Saturday, July 18, 2009

Why do you think I have this outrageous accent?

We woke up and ate panederia pastries and pancakes that Linda had offered us in the kitchen, as well as another round of hot chocolate for all. We said goodbye and thank you to Linda and Nathan and began climbing straight out of the gate. Colorado has been good to us so far, nothing as steep as back in the Appalachians. Up, up, up, grinding higher. There was some hotshot mountain biker who passed us on the climb but he was unloaded and struggled to get by us. We all wanted to show him who was boss but the sensible thing was to just keep it mellow, steady, and constant. There were a couple of false finishes but we eventually crested the Dallas Divide at 8,970 feet. We took a mandatory break at the top for some road construction and then began a spectacular descent. Any time you can go downhill, fast, for more than five miles at a time is a good reward for the slog up.

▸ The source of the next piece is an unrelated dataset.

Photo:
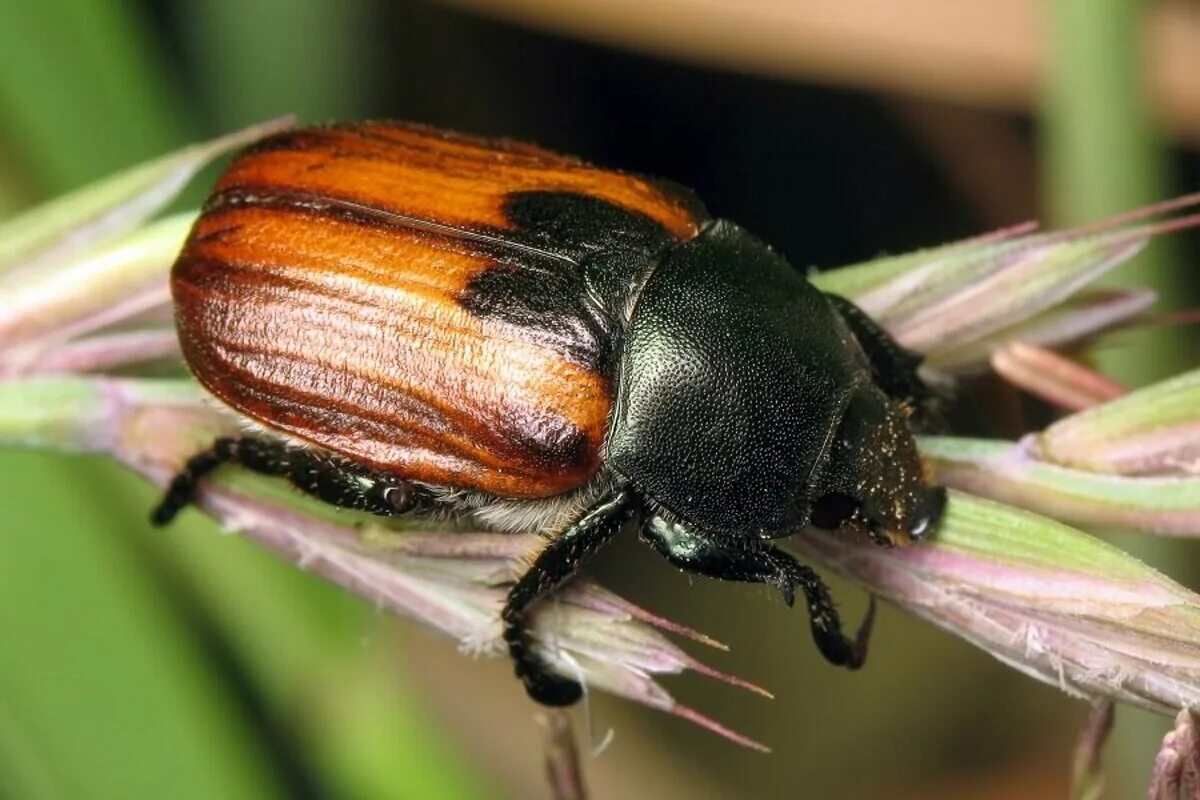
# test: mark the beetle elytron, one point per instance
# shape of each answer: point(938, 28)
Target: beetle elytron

Our first food break was in Placerville where we picked up some peaches, and cookies, and ginger ales, and made conversation with a very good-looking cashier at the general store. We met a guy outside who had ridden the circumference of the United States a few years ago and was on his way to Yosemite to go hang gliding. His rig was strapped to the top of his car and we talked about the ins and outs of the pursuit as well as compared notes on the destinations ahead. He drove off and we began some gradual climbing along the San Miguel River. The scenery today was incredible. Single most beautiful day of the tour. The mountains swallow you up as you ride next to a crisply running stream or a sturdy band of trees. We arrived at the junction for Telluride but left that for another trip. We knew we couldn't do it justice without finishing the day deep into the night.

Just at the fork in the road was the best stocked gas station we have ever been to. It was like being inside of Henry's or Whole Foods. Organic this. Natural that. Granola and Clif Bars along with the usual Gatorade and chips. Selection, though, has its price – about double. We started climbing again, headed toward our second pass of the day. This one was segmented. Where Monarch was unwavering, today we had plateaus and short downhills and a variety of steepness to break up the climb. It was difficult to even match your place on the elevation profile you were so mixed up. We got to the top of Lizard Head Pass at 10,222 feet without even knowing it. This is it!? We're done? OK. We scoffed at the so-called pass with a variety of Monty Python one-liners and decided people in Colorado don't know what steep is.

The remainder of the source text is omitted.